ASAE has unveiled an updated set of association lobbying guidelines that encompass rules passed in the Lobbying Disclosure Act of 2006 and the Honest Leadership and Open Government Act of 2007.
Stop yawning. This is important.
Awareness of the role associations play as educators in the policy dialogue is becoming more pervasive in Washington, D.C. Which is why it's more important than ever for association lobbyists to conduct forthright and principled business in the U.S. Capitol. Hence, ASAE's update to its guidelines, last updated in 2005.

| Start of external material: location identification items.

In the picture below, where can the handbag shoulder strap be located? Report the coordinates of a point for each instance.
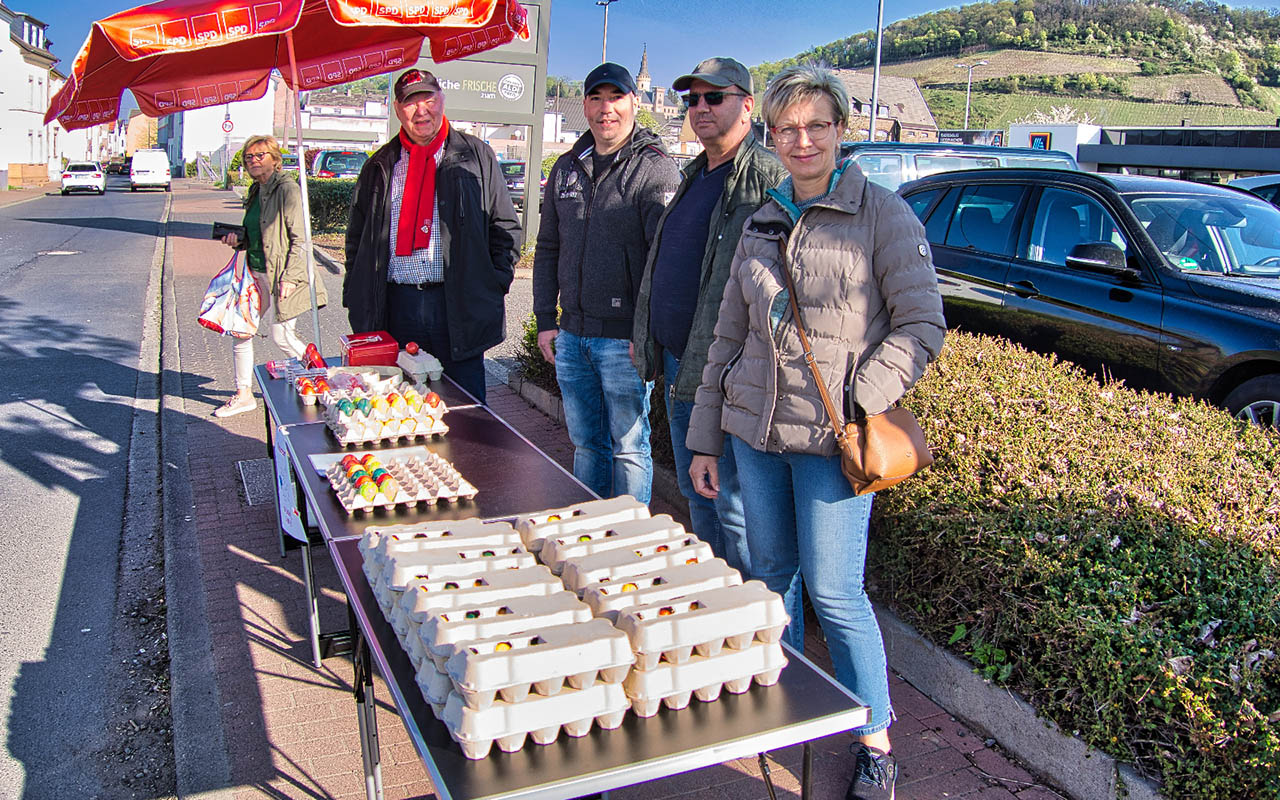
(804, 342)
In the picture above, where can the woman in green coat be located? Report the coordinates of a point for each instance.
(275, 256)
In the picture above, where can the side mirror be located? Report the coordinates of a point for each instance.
(1098, 257)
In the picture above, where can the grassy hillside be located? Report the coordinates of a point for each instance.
(995, 112)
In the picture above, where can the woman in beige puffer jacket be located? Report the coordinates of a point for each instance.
(869, 302)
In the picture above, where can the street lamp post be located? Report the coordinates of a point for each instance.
(969, 87)
(604, 42)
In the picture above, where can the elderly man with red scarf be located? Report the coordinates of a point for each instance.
(433, 238)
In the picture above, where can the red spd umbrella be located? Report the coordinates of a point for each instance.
(177, 55)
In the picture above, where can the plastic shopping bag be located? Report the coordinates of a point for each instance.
(232, 306)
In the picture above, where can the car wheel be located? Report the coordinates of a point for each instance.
(1257, 401)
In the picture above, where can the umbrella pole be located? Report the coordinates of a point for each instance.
(306, 197)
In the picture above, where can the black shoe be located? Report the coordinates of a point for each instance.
(874, 775)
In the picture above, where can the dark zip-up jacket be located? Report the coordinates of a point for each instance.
(595, 234)
(755, 170)
(479, 234)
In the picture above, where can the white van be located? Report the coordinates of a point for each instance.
(150, 168)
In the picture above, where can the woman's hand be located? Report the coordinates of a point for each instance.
(704, 470)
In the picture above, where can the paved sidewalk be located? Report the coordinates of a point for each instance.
(291, 730)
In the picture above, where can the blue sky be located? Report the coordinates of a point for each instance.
(679, 32)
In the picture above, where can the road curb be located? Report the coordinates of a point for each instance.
(1084, 772)
(199, 744)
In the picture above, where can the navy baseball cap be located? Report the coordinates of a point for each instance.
(611, 73)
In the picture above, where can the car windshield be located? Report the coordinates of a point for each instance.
(344, 161)
(1212, 233)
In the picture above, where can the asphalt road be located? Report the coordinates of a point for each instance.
(73, 277)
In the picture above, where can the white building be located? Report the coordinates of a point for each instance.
(26, 64)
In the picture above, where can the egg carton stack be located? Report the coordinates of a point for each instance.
(503, 652)
(391, 410)
(694, 626)
(368, 483)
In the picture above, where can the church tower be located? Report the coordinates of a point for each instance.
(643, 81)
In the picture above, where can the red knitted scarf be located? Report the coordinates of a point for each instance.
(414, 228)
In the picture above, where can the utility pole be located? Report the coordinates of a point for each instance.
(880, 32)
(969, 87)
(604, 42)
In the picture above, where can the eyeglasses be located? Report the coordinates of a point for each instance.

Since that year, legislative changes have required more timely reporting by lobbyists of the contacts they make, and the very definition of what lobbying is, and how often it's done. Now, individual lobbyists and their associations have to file LD-203 forms twice a year, disclosing personal contributions to candidates.
I'm a total government geek, so I sat down with Chris Vest, director of public policy for ASAE—did you know that ASAE has its own political action committee, APAC? Vest says the guidelines now reflect new perceptions about association lobbying. And he says it's important to distinguish between association lobbying and corporate lobbying, because nonprofits and corporations function much differently.
The guidelines include a new definition of “association lobbyist,” which now comprises in-house employees and contract lobbyists hired by an association, and more concise language in support of policy process, compliance and conflict of interest.